From CNN News
Study finds race and
gender gaps in organ
distribution
October 7, 1998
Web posted at: 9:49 a.m. EST (1449
GMT)
From Medical
Correspondent Dr. Steve
Salvatore
(CNN) -- Transplant
patients are living longer
than ever before, but a new
report finds that organs may not be distributed
proportionately according to race and sex.
A look in the 1997 report, published in this week's
Journal of the American Medical Association, shows graft
survival and patient survival rates are up. The conditional
three-year survival rate was up 90 percent for all organ
transplants except lung and heart/lung.
But not everyone is reaping the benefits. In a second study
of 7,125 kidney-dialysis patients in three states,
researchers found women, the poor and minorities were
much less likely to complete the steps of examination
needed to get on a waiting list for a donated kidney.
Blacks were 32 percent to 50 percent less likely to
complete the steps than whites. Women were 12 percent
less likely to complete the steps than men. Poor patients
were 22 percent to 33 percent less likely than the rich to
complete the steps.
The study did not look at why the steps were not pursued.

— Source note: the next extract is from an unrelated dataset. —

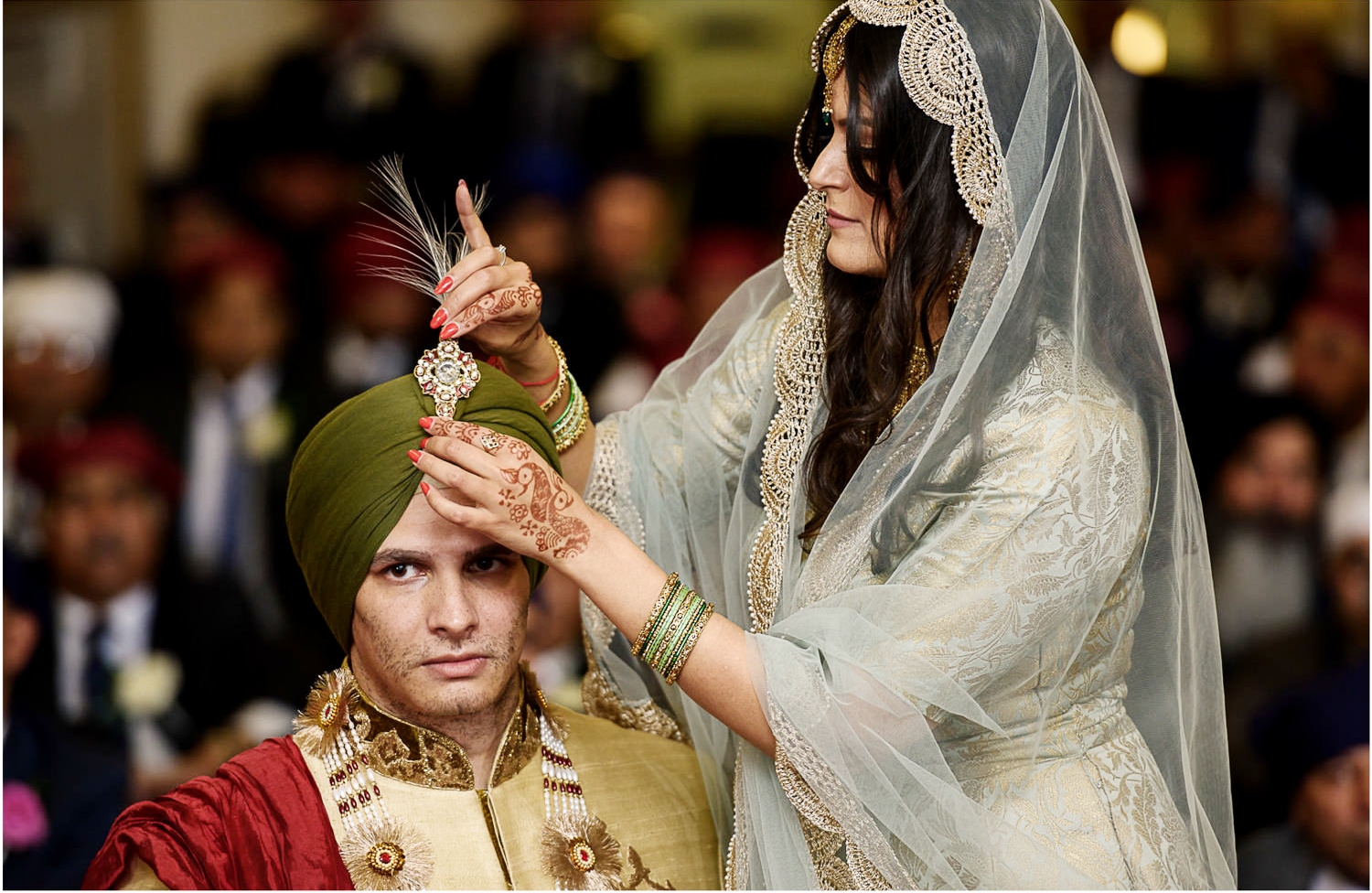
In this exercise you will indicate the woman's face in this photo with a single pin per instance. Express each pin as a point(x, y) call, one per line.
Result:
point(853, 231)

"The current organ allocation system is unfair to the
patients," said Secretary of Health and Human Services
Donna Shalala. "You can wait literally 500 days in one
part of the country, and walk off a golf course and get a
liver in another part of the country."
But who gets an organ ultimately depends on organ-donor
compatibility.
"There is a need if someone is to have the best graft
survival for biologic matching of the donor with the
recipient," said Dr. Edgar Milford of Brigham and
Woman's Hospital. "And that biologic matching
unfortunately, is less likely to occur when the donor is
Caucasian and the recipient is black."
Dr. Ashwini Sehgal, co-author of the study, says the
difference in organ distribution could be due to a variety
of factors including lack of a standard ranking system of
transplant patients, patients who do not want a transplant,
or patients who are medically unsuitable for a transplant.
There are efforts under way to improve the allocation of
organs.
Shalala says those who are sickest should get transplants
first and where someone lives should not hurt his or her
chances of getting a transplant.
"We need organs to follow need patients, not the organs to
stay in one place and expect the patients to come to them,"
she said.
United Network for Organ Sharing (UNOS), which is in
charge of organ sharing in the United States, opposes a
national system and fears if organs are given to the sickest
first, many will not survive -- resulting in organs being
wasted.
The Department of Health and Human Services disagrees
and insists it's only trying to set better, national standards
-- and wants transplant experts to work out the details.
The Associated Press contributed to this report.